Personally, I am completely in favor of psychedelic exploration and have seen benefits from exploring these substances in various ways—from microdosing for anxiety and depression all the way to taking a larger dose and really confronting some inner turmoil head-on through the unique reframing of introspection and perception.

 

Michael Pollan has gone into greater depth on the beneficial aspects of psychedelics with his recent book How to Change Your Mind and his eponymous Netflix special.

 

That said, I cringe and recoil at the horror of seeing another beautiful and useful therapeutic substance becoming a heavily regulated and prohibitively expensive treatment. Once again, the profit motive of greedy entrepreneurs corrupts the potential of this long-maligned experience—one that is also the right of all human beings to enjoy as it is a humble fungus that can be grown just about anywhere warm, dark and damp.

 

The recreational marijuana market is illustrative of just how corrupt our marketplaces are.

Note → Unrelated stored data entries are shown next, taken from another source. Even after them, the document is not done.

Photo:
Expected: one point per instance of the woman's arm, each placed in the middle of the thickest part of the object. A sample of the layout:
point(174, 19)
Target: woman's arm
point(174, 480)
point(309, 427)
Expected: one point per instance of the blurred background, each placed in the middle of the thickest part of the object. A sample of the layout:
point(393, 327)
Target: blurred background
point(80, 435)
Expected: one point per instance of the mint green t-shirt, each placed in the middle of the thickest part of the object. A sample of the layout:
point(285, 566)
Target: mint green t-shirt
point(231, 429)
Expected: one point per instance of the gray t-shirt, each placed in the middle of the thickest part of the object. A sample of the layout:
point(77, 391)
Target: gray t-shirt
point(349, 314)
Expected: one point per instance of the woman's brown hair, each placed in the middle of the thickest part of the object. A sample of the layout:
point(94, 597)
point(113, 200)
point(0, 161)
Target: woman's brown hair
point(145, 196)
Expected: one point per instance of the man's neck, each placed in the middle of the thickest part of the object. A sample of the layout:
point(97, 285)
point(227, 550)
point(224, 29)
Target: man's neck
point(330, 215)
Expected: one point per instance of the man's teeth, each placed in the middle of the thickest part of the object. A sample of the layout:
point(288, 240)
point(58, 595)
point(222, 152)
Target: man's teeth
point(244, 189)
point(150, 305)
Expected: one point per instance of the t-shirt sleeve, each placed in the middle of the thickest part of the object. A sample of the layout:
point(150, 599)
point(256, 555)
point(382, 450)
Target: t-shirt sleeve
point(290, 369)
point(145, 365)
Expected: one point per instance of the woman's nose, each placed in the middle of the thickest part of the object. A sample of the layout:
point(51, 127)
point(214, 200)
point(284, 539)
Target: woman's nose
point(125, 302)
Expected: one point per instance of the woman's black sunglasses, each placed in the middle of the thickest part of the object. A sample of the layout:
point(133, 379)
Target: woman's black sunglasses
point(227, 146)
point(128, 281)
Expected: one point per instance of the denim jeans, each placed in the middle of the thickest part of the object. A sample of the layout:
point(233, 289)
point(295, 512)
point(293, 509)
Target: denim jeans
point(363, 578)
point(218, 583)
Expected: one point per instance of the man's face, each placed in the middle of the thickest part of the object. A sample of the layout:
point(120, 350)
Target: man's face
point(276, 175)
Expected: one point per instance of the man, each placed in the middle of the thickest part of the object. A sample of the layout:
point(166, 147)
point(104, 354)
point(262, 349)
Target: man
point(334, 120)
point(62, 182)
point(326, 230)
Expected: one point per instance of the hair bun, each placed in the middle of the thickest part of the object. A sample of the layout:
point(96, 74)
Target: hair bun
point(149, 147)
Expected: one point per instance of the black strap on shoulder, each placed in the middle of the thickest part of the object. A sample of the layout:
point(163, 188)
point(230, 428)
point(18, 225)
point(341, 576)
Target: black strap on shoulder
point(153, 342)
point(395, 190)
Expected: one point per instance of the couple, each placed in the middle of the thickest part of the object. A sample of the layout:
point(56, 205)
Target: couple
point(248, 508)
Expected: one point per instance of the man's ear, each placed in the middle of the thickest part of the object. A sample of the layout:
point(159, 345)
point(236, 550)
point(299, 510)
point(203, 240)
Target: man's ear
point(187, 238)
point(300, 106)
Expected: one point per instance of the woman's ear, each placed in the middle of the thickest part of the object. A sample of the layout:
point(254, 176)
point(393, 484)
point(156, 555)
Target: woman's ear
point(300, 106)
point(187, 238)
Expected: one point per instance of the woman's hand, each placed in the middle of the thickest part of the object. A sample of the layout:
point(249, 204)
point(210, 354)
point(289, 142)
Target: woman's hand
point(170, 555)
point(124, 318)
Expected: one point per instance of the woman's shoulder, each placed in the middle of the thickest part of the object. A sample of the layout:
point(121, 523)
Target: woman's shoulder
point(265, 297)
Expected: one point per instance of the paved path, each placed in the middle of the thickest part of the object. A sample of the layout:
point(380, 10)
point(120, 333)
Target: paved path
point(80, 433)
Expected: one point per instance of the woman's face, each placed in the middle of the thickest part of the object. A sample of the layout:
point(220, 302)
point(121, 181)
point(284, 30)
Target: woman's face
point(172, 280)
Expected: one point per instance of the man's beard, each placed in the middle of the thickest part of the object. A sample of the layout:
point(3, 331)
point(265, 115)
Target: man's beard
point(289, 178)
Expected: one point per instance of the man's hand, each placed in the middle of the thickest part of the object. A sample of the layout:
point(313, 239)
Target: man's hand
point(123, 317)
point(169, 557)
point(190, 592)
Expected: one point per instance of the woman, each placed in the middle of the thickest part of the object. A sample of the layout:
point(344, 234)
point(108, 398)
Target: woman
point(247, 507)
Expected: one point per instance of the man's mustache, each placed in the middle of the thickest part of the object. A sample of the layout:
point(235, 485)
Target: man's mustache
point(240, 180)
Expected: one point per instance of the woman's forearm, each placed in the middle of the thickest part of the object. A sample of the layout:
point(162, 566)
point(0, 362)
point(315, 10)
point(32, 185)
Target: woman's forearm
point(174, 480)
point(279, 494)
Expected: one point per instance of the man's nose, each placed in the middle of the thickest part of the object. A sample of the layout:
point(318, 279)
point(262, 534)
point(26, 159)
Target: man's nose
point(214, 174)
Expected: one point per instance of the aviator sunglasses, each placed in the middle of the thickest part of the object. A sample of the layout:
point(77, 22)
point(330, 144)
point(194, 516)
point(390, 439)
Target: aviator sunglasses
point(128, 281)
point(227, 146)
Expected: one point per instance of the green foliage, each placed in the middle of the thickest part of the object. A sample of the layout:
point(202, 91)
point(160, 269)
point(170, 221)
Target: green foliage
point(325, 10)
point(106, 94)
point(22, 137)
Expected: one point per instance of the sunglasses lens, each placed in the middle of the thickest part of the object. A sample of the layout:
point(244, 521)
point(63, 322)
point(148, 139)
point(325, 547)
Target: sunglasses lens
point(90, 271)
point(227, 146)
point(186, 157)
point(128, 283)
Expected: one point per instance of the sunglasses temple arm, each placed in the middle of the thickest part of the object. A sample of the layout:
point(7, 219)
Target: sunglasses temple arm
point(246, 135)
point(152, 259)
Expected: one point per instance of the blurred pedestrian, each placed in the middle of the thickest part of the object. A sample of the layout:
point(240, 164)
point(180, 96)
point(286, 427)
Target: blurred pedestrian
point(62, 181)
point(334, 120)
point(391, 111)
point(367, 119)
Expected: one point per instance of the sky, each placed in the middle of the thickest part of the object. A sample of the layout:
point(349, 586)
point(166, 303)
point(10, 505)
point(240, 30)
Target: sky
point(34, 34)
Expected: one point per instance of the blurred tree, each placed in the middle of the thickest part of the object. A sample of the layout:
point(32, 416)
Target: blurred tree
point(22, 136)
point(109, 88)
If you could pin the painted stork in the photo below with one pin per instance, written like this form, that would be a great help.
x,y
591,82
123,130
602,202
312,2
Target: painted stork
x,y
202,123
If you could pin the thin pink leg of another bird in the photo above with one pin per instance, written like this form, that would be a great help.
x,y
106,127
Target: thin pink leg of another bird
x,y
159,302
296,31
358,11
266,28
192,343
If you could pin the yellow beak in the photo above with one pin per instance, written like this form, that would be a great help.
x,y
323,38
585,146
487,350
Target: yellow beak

According to a report by the American Civil Liberties Union, “a Black person is 3.64 times more likely to be arrested for marijuana possession than a white person, even though Black and white people use marijuana at similar rates.” This is in the era of marijuana reform and legalization.

 

Melissa Pandika writes that, according to a recent Marijuana Business Daily survey, 81% of cannabis business owners were white, with a mere 5.7% being Latinx and only 4.3% of these business owners being Black. This kind of inequity is systemic. Incarceration is heavily skewed against people of color, particularly Black people, while the industry and its profitability are skewed in favor of white people. Decriminalization has also largely ignored those imprisoned for drug offenses—a complete slap in the face as white business owners rake in profits for doing exactly what so many Black people were imprisoned for. Systemic white supremacy goes much deeper than this issue, but the fear is that these dynamics will doubtlessly also manifest in the psychedelic mushroom industry here in Oregon.

 

Further, these treatments are unlikely to be covered under insurance plans. Studies are ongoing, but one of the major benefits that seems to be emerging from psilocybin mushroom treatment is among cancer patients. According to the Washington Post, experiences with these mushrooms can ease anxiety, depression and the fear of death. It seems completely criminal and inhumane to allow a natural fungus with such transformative properties to be accessible only to the wealthy and privileged.

 

According to The Stranger, “Another factor driving up the cost for potential clients is tax liability. A federal statute bars companies that deal in Schedule I and II drugs from claiming major tax deductions, an issue also faced by the state’s cannabis retailers.”

 

An obvious fix to this would be President Joe Biden’s administration or the Democratic majority in Congress ending the half-century-long disastrous War on Drugs—a policy that has always targeted people of color, further criminalized poverty, failed to curb use of the prohibited substances in the first place and helped create the black market, which led to the rise of cartel violence that has devastated Mexico, South America and Central America. So far, any progress in that direction seems at a standstill in spite of an ACLU poll showing over 65% of voters in favor of ending the criminalization at the heart of the War on Drugs.

 

It is clear that there is great potential for material, spiritual, mental and physiological good to come out of the psychedelic renaissance we Oregonians are embarking upon. In order for that to happen, we must be mindful of the ways that the racial hierarchy of white supremacy infects the so-called justice system and the growth of markets in our local economy. We must also confront how the profit motive of greed can and will prohibit those most in need from accessing these benefits.

 

We can avoid these pitfalls by demanding that mushrooms not be controlled by these companies or the government administrators catering to them. Otherwise, a great opportunity will once again be squandered and DIYers will just have to continue cultivating spores in their closets for the black market and living in fear of draconian reprisals from the legal system.